Is the Future of the Labour Party in Tim Farron's Hands?

If you are, for example, a disenfranchised labour councillor would you move to a party led by Tim Farron, a distinctly left of centre leader with interventionist instincts who will probably take the party 'back' to the kind of political territory inhabited by Charles Kennedy? I can't see New Labourites seeing Farron as their White Knight.

If Jeremy Corbyn is successful in his Labour leadership bid, despite Chuka Umunna's call for unity around a new leader, there will be calls for a breakaway. The way the other leadership candidates and Labour insiders are talking, it's as if a Corbyn victory will spell Armageddon for Labour - as Dan Hodges wrote just this week. Whether it's bluster or the real McCoy it's worth considering the options for potential Labour defectors. The recent electoral near annihilation of the Lib Dems should make wobbling Labour members think long and hard about the merits of tearing up their membership cards. And if they are looking to jump ship there is a question mark over whether the Lib Dems under Tim Farron offer defectors an appealing and distinctive enough alternative political home. While it has become a common refrain that two-party politics is at an end, begging the question why not form another breakaway movement in this age of multi-party politics, if Labour supporters are looking to put their social democratic principles into practise then the SDP's warning from history might make them think twice.

The Lib Dems were of course formed by the marriage of one of the oldest and one of the newest political movements in Britain in 1988 following the failure of both to achieve electoral success in the 1987 general election. However, some partners were more equal than others - recall Spitting Image's bruising satire on their uneasy alliance: 'from our side we'll take 'Social Democratic', and from your side, we'll take 'Party''. The SDP had broken away from the Labour Party in 1981 when the 'Gang of Four', Roy Jenkins, David Owen, Bill Rodgers and Shirley Williams, concerned with the lurch to the left of Labour under Michael Foot, broke away and formed their own left-centerist party. Labour under a Corbyn leadership would almost certainly suffer a similar lurch to the left. The question is, what options do those disenfranchised centerist Labour-ites have if they cannot stomach the newly Old Labour, and crucially do the Lib Dems offer defectors an attractive alternative?

Potential defectors broadly have three choices: grin and bear it and hope that Corbyn falls before too much damage is done, form a new SDP (preferably with a catchier name), or join the old SDP - the eviscerated Lib Dems under new leader, Tim Farron. Most will take the first option - either putting up with Corbyn, supporting him or waiting for the all-but-inevitable second leadership election in this parliament. The second option just seems unlikely - the devastation of Lib Dems sends a strong warning, and it's questionable whether a new political movement can really grow out of Labour - UKIP and SNP were single issue (or close to) parties that grew from grassroots dissatisfaction with the mainstream into fully fledged parties with wide appeal. It's the third choice - defection to the Lib Dems - that presents the most plausible and interesting option.

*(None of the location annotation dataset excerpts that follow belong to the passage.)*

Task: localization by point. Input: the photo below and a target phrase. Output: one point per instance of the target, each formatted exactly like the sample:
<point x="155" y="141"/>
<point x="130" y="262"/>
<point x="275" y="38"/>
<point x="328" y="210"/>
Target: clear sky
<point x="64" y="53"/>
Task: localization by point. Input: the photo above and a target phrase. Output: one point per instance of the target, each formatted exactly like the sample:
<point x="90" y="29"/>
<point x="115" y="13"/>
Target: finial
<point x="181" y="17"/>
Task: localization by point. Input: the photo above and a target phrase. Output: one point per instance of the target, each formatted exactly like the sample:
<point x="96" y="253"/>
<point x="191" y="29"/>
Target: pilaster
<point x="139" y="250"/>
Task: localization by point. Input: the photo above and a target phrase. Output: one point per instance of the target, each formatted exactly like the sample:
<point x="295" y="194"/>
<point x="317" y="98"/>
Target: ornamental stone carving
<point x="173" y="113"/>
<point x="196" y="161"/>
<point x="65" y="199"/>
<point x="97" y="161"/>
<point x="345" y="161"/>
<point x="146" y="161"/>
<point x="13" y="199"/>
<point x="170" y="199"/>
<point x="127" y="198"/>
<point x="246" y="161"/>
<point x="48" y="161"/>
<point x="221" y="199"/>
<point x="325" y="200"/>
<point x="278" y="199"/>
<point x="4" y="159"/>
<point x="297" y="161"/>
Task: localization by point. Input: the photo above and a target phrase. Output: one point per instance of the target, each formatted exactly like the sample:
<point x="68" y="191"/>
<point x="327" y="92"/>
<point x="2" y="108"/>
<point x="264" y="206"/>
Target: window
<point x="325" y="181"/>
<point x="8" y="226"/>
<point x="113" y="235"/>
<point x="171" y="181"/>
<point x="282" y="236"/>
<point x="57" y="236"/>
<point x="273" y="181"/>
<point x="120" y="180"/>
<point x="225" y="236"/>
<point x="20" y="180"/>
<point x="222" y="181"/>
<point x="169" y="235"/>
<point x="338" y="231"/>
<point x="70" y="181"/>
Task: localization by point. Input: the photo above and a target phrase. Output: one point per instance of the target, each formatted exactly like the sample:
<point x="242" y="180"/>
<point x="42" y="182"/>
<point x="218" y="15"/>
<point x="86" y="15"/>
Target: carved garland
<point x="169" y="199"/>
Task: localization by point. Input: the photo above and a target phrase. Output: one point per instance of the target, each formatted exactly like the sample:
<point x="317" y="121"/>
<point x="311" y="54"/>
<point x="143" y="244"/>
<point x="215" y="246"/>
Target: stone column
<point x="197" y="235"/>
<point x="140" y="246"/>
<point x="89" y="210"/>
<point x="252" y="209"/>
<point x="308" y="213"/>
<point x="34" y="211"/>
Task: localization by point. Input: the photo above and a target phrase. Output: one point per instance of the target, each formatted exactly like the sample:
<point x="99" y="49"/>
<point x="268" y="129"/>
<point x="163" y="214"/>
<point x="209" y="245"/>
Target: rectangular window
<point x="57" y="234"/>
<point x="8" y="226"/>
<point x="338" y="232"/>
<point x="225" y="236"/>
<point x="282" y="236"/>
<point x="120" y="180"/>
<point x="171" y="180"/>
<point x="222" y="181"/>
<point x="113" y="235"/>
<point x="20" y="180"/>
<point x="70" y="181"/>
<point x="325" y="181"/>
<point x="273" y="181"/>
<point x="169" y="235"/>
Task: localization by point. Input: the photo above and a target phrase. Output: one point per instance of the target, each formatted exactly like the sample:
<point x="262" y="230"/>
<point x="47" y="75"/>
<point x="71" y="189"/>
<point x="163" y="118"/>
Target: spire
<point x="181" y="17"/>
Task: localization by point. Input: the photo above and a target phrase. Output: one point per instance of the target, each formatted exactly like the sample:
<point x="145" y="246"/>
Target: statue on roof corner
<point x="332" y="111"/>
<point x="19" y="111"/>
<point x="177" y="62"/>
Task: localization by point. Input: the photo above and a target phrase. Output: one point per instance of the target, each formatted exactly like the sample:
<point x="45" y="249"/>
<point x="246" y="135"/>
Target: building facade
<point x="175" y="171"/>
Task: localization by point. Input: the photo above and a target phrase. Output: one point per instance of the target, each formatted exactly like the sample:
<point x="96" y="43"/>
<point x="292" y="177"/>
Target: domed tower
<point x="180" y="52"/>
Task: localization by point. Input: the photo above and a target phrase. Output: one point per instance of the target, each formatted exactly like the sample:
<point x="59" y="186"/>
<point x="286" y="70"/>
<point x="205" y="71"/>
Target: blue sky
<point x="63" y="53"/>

Yet, it also begs a fundamental question: if you are, for example, a disenfranchised Labour councillor would you move to a party led by Tim Farron, a distinctly left of centre leader with interventionist instincts who will probably take the party 'back' to the kind of political territory inhabited by Charles Kennedy? I can't see New Labourites seeing Farron as their White Knight.

That said, Tim Farron's plan to shift the Lib Dems back to the left is a job made that much harder if Corbyn gets the top opposition job. Is it possible that Farron might actually hold the centre-ground more than many of us have given him credit for? Will he capitalise on the potential to woo Labour members and even MPs into the Lib Dem fold? And if he does, won't he need to anchor his party to the centre / centre-left to most effectively entice the right of Labour away from the fold? The more you start to explore the permeations of this the more complex it gets, but one thing is clear: Tim Farron has the potential to position the Lib Dems as the natural home for disaffected Labour members - the question is whether and how he does this.

It may just be that the Lib Dems under Farron are not 'progressive' enough for the new Labour posse for whom a Corbyn victory is a political anathema. You might just wonder if Clegg had held on to his party's leadership whether he might have been better placed to siphon off the odd disgruntled labour defector. We'll never know.